You could practice being mindful of putting on your seat belt, even quicker. Instead of buckling while you turn on the ignition, just put all of your attention on putting on your seat belt. Notice the interplay of tension and relaxation, pulling the strap, hot and cold in your hands based on the temperatures around you. And the combination of both effort and ease.

Mindful tying of shoes. If you have pairs with laces or buckles. Think about it, when you were four years old, it took all of your attention to put on and potentially tie, or velcro, or whatever shoes you had, just knowing which shoe went on which foot took a little bit of thought. It was a challenge.

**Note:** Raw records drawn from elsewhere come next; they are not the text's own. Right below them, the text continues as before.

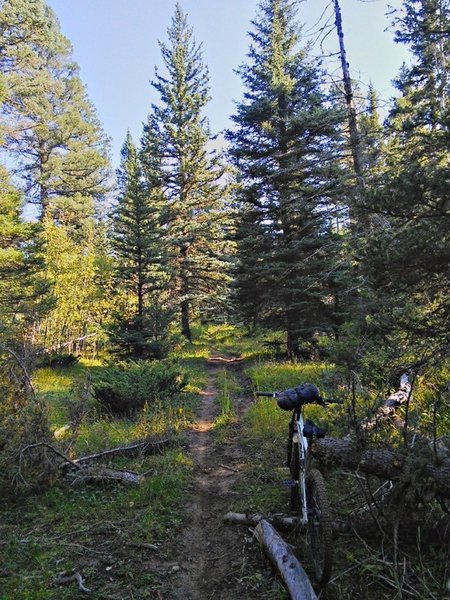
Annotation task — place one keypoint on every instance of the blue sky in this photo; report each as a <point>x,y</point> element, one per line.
<point>116,45</point>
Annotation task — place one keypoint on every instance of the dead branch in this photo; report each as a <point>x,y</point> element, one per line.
<point>387,411</point>
<point>21,365</point>
<point>147,446</point>
<point>294,577</point>
<point>104,475</point>
<point>383,463</point>
<point>53,449</point>
<point>277,520</point>
<point>65,577</point>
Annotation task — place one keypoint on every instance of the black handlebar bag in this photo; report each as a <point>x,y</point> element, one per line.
<point>306,393</point>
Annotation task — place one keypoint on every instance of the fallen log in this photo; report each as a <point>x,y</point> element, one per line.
<point>387,411</point>
<point>147,446</point>
<point>383,463</point>
<point>291,571</point>
<point>104,475</point>
<point>252,520</point>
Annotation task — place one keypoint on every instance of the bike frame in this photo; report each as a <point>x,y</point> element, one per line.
<point>302,445</point>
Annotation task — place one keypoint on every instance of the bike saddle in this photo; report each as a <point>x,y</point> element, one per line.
<point>310,429</point>
<point>305,393</point>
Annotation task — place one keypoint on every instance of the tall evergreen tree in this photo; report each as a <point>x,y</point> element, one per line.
<point>408,258</point>
<point>139,255</point>
<point>51,127</point>
<point>285,149</point>
<point>190,174</point>
<point>23,290</point>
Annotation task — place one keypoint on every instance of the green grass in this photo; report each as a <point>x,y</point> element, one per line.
<point>90,529</point>
<point>228,387</point>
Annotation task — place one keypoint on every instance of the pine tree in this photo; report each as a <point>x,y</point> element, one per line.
<point>22,288</point>
<point>407,259</point>
<point>52,131</point>
<point>195,214</point>
<point>139,258</point>
<point>285,149</point>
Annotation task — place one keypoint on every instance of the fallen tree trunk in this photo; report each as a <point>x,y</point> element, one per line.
<point>145,447</point>
<point>382,463</point>
<point>252,520</point>
<point>291,571</point>
<point>104,475</point>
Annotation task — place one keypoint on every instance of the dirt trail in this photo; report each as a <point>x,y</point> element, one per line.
<point>213,557</point>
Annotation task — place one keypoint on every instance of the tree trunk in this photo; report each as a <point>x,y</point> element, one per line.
<point>383,463</point>
<point>360,217</point>
<point>291,571</point>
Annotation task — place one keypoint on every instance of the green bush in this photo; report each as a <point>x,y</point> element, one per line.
<point>125,387</point>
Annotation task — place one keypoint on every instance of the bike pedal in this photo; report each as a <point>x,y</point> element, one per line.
<point>289,483</point>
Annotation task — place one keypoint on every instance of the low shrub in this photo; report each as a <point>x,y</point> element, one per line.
<point>126,387</point>
<point>59,360</point>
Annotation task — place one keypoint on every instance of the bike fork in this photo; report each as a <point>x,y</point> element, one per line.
<point>300,441</point>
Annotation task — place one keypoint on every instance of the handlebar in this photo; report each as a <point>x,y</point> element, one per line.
<point>304,393</point>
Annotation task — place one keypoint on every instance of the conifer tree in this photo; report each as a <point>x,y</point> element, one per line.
<point>22,288</point>
<point>139,255</point>
<point>51,127</point>
<point>190,175</point>
<point>407,259</point>
<point>285,149</point>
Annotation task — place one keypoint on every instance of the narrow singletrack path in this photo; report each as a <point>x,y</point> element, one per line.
<point>212,556</point>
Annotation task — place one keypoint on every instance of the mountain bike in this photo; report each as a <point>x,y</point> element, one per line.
<point>308,493</point>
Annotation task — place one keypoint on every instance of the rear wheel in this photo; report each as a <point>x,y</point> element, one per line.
<point>319,526</point>
<point>294,467</point>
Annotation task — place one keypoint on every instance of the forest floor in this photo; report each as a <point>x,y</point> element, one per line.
<point>212,559</point>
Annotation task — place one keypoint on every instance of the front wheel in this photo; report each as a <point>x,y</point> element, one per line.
<point>319,526</point>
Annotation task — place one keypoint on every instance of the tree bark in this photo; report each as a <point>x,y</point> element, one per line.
<point>104,475</point>
<point>361,218</point>
<point>252,519</point>
<point>383,463</point>
<point>291,571</point>
<point>145,446</point>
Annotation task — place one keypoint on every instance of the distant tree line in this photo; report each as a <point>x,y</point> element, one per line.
<point>282,230</point>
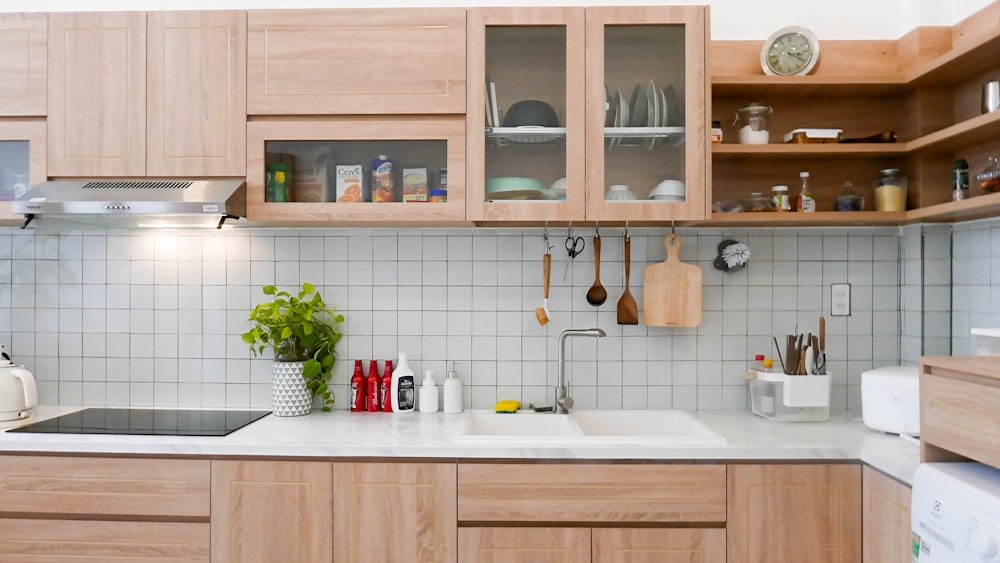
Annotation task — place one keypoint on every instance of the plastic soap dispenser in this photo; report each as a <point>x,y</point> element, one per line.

Maybe it was a source of entertainment for a period of time. You're probably more focused on your thoughts, where you're coming from or going to, but you can let all of that go for 15 seconds and actually even let yourself get comfortable as you put on your shoes. Or the quickest of all, and this is pulled from one of the articles I linked to this lesson, the door technique.

It's a practice recommended by a physician for other physicians. Rather than rushing from room to room, maybe in a clinic or hospital. Any of us in any setting can use the three seconds it takes to open and walk through a door, to be aware of the sensations in that moment. Maybe a wave of apprehension in your chest because of emotional associations. Maybe the brisk sensation of air conditioning on the other side, or heat.

So if it interests you, I encourage you to choose one of these methods, or think of your own, and just see how it goes. And what's really exciting is that over time, it becomes your natural way. And that's a gift you can take with you wherever you go, whatever stresses you're facing.